For now, bets for a quarter-point Fed rate cut on Nov. 7 have increased to 83.3% from 80.3% a day earlier, with the remaining odds for policy to stay steady, according to the CME Group’s (NASDAQ:CME) FedWatch Tool.
In Europe, GBP/USD rose 0.1% to 1.3068, after data showed that Britain’s economy returned to growth in August after two consecutive months of no growth.
UK gross domestic product rose by 0.2% in monthly terms in August, largely in line with expectations, and grew by 1.0% compared with a year ago.
Britain’s economy now looks on track for a third consecutive quarter of economic growth.

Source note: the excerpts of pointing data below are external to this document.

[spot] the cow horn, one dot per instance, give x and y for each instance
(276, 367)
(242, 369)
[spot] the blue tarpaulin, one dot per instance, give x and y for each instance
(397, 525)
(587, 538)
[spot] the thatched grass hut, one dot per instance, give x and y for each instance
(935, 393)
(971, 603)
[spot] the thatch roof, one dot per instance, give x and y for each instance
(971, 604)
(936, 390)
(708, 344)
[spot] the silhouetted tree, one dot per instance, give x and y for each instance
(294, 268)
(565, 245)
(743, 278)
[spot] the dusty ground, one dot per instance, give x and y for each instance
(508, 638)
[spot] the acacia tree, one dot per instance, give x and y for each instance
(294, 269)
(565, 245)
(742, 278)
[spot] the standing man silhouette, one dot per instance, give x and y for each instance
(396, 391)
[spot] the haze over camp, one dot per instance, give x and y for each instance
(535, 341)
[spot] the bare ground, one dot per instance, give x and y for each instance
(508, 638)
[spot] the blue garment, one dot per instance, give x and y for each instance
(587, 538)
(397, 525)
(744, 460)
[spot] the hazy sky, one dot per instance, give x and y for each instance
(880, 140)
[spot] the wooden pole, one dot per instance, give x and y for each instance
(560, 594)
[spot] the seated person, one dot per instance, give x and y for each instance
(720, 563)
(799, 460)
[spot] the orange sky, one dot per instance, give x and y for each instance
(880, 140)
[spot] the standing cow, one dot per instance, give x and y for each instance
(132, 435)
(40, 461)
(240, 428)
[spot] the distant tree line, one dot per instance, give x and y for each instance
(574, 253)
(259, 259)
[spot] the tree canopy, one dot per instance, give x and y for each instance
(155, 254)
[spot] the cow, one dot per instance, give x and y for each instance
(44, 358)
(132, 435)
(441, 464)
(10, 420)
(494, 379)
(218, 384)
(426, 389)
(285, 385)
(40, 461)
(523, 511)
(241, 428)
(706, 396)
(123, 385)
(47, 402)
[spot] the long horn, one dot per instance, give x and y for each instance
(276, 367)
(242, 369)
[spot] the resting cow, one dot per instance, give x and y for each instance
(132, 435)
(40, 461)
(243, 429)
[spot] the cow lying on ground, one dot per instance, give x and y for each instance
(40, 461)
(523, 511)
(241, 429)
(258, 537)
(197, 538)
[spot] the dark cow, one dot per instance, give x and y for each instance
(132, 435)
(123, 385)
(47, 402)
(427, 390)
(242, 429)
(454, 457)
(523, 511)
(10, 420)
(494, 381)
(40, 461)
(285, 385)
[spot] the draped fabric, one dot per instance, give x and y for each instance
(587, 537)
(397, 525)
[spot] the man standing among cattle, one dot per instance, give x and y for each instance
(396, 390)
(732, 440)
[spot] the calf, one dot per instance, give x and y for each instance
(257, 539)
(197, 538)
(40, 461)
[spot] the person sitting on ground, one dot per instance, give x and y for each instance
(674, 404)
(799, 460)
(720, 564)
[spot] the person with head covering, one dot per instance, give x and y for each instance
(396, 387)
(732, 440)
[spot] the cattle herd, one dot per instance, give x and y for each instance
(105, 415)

The ONS said data for September GDP would need to show a month-on-month fall of 0.3% to 0.6% to generate a flat quarterly reading, assuming no revisions to existing figures.
EUR/USD traded 0.1% higher to 1.0944, after German consumer inflation eased to 1.8% in September, the federal statistics office said on Friday, confirming preliminary data.
With inflation in the eurozone’s largest economy now running below the European Central Bank’s target, and growth stagnating, the ECB is widely expected to ease policy once more next week, having already cut rates twice this year.
“While arguments against a rate cut shouldn’t be entirely dismissed, it would now take quite a lot of courage from the ECB to hold, given markets and the consensus are fully aligned for a 25bp reduction,” analysts at ING said, in a note.
USD/JPY fell 0.1% to 148.75, after coming close to 150 yen earlier in the week, a level previously not seen since Aug. 2.
USD/CNY fell 0.2% to 7.0672, with the yuan gaining slightly ahead of an upcoming finance ministry briefing, where the government said it will outline plans for fiscal stimulus.
Analysts expect Beijing to outline at least 2 trillion yuan ($283 billion) of fiscal support, with a bulk of the amount being targeted at supporting private consumption.